I find performance in resource constrained environments interesting.

In particular trying to find decent code models (on device backup) but also tts applications and voice to text.

canyon289 6 days ago | parent [-]

We constantly are evaluating architectures trying to assess what will work well in the open ecosystem. It's quite a vibrant space and glad you have one option that works. For this model in particular we evaluated a couple of options before choosing a dense architecture of its simplicity and finetunability.

For the other Gemma models, some the smaller sizes should work on your laptop when quantized. Does Gemma 1b and 4b not work on a quantized? It should fit the memory constraints. I use Ollama on low powered devices with 8gb and less of ram and the models load.

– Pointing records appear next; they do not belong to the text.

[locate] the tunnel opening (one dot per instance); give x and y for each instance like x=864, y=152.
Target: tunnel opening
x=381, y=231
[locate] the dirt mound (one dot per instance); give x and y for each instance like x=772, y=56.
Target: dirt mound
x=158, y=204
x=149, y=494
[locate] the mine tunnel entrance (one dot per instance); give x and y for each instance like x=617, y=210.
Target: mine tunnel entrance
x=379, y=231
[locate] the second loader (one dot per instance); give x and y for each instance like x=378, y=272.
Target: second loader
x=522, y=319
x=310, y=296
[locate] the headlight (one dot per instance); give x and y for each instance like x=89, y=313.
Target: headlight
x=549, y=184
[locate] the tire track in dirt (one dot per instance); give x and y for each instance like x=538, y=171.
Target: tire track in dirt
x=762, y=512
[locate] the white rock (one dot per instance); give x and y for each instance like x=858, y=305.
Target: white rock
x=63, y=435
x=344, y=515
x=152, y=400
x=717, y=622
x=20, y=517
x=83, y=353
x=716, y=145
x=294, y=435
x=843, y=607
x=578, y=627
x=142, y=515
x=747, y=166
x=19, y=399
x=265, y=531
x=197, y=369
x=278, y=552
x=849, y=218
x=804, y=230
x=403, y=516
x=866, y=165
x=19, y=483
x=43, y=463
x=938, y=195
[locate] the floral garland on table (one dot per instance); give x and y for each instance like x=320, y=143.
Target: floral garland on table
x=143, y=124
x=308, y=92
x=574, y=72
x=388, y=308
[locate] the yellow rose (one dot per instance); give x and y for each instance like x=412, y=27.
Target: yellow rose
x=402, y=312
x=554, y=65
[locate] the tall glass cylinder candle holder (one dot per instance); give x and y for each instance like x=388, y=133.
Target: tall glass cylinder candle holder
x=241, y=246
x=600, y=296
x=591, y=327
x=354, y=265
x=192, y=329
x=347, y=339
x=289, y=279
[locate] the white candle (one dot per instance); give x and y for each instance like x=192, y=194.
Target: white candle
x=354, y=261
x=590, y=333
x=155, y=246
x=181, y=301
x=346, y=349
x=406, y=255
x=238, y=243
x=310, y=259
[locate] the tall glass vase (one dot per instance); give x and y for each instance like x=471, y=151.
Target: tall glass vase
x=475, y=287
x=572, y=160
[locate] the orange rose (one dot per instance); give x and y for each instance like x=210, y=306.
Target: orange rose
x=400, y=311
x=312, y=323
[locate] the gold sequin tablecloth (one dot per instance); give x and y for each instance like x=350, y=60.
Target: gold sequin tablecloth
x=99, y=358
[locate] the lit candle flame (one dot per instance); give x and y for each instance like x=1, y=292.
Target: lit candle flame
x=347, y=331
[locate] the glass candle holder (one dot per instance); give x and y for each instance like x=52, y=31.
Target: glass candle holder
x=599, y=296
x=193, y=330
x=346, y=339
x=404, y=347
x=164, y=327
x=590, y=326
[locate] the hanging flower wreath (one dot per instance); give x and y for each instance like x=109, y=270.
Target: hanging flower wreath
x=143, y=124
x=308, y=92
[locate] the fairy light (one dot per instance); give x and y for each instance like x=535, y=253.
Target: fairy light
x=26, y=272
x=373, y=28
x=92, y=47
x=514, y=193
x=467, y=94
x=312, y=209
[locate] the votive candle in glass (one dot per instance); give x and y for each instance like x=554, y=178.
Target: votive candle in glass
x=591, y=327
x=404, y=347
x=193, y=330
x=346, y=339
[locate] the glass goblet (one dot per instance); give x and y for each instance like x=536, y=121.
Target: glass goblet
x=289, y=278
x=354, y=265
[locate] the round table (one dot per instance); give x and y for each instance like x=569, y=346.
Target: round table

For TTS a colleague at HuggingFace made this bedtime story generator running entirely in browser.

https://huggingface.co/spaces/webml-community/bedtime-story-... https://www.youtube.com/watch?v=ds95v-Aiu5E&t https://huggingface.co/spaces/webml-community/bedtime-story-...

Be forewarned though this is not a good coding model out of the box. It likely could be trained to be an autocompletion llm, but with 32k context window and smaller sides its not going to be refactoring entire codebases like Jules/Gemini and other larger models can.